6. Promozione del turismo industriale, con l’apertura degli impianti OFIBLE al pubblico per delle visite guidate; quale significativo esempio cliccare su www.grimselwelt.ch.
7. Pesca: consentire solo la pesca sportiva a mosca con il rilascio delle catture (vedi a titolo di esempio quanto viene proposto in Slovenia www.ribiska-druzina-tolmin.si )
8. Caseificio dimostrativo in Valle di Blenio: creare delle sinergie con l’attuale progetto in fase di studio (Blenio Plus). Vedi www.sennaria.ch caseificio e stalla dimostrativi in fase di
costruzione a Disentis.
9. Caccia: selettiva a pagamento

NUOVO:Da aggiungere la nuova teleferica dello Scopi (investimento di 35MIO) in fase di realizzazione, se Berna volesse effettivamente sostenere il turismo di montagna, non dovrebbe esitare ad aprire al pubblico questo impianto.
Fiordaliso
inserito il: 2.12.2013 16:01
In Valle di Blenio si stanno cercando da tempo investimenti privati e pubblici in grado di inniettare vitalità nella economia della regione: in primis i Comuni, ... ma anche l'Ascoble, l'ente regionale, il Masterplan, etc ... uno sforzo non indifferente. Si va dai molti millioni che si chiedono ad un privato (150 mi sembra di ricordare) per le terme di Acquarossa, al millioncino e più che Raiffeisen cercherà da un intraprendente imprenditore per l'albergo San Martino (recentemente andato all'asta).

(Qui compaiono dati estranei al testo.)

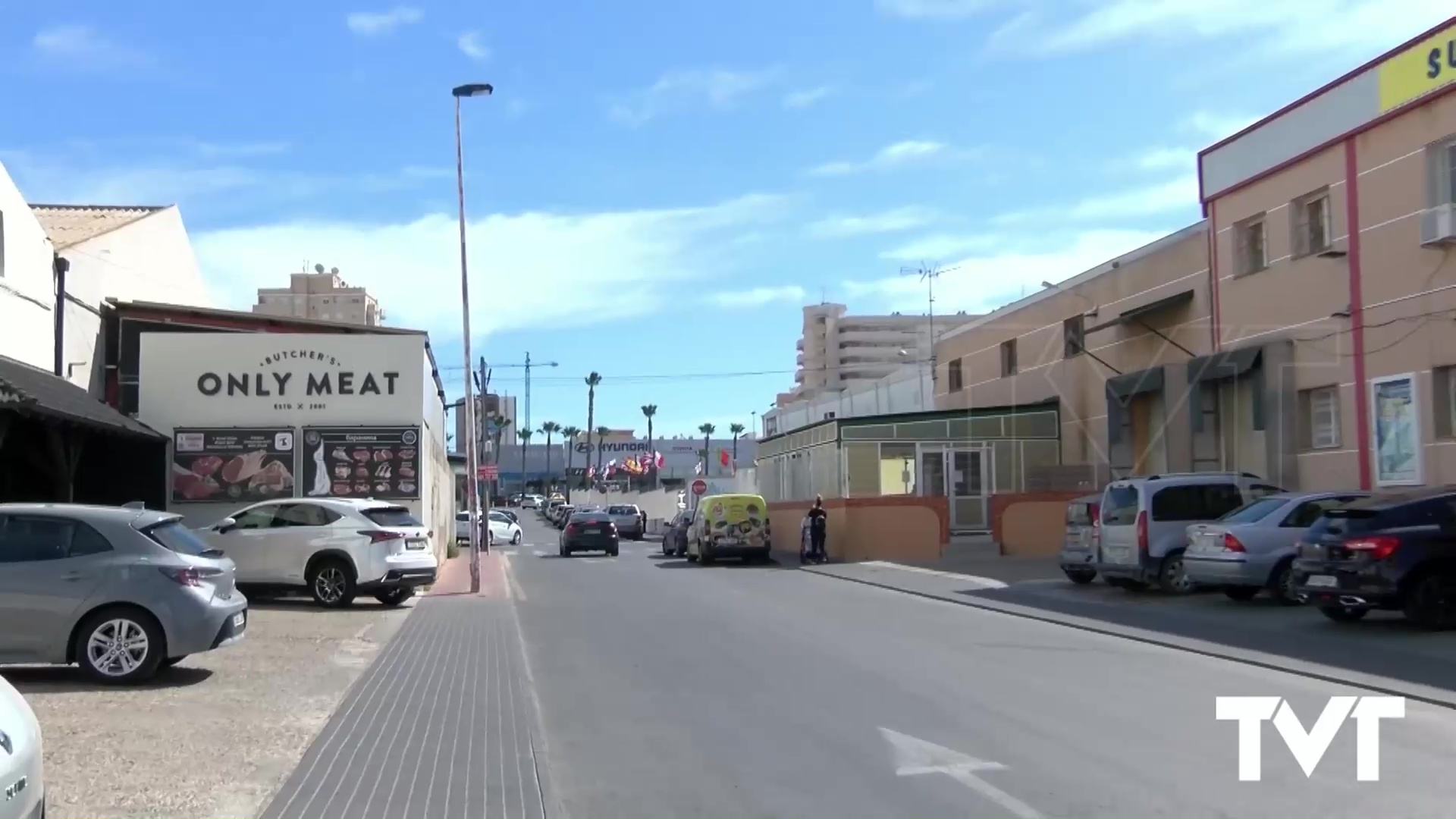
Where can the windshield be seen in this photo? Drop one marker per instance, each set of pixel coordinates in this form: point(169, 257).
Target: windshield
point(1254, 512)
point(180, 539)
point(397, 516)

Negli scorsi decenni questo tipo di investimenti si sono realizzati con fatica e in misura molto modesta. Bisogna quindi modificare la situazione quadro in modo da rendere la regione più attrattiva. La piattaforma che offre un parco nazionale sicuramente va in questa direzione, non è l'unico passo necessario, ma sicuramente un passo importante.

Perchè mai un finanziatore di un grande albergo a concetto "famiglia" (Terme) dovrebbe mettere mano al suo portafoglio e rischiare 150 millioni; perchè mai un/a futuro/a gerente di un piccolo albergo (San Martino) dovrebbe investire la sua vita scommettendo in una struttura che ha una chiusura alle spalle.

Non conosco nel dettaglio le proposte elencate qui sotto da Marcello, ma mi sembrano tutte ottime e condivisibili. Quello che mi sfugge è il perchè si crede che "senza un parco nazionale" tutte queste idee saranno più facili da finanziare. È una strategia con le stampelle rotte in quanto è evidente nei fatti che l'attuale situazione quadro della regione non lo permette.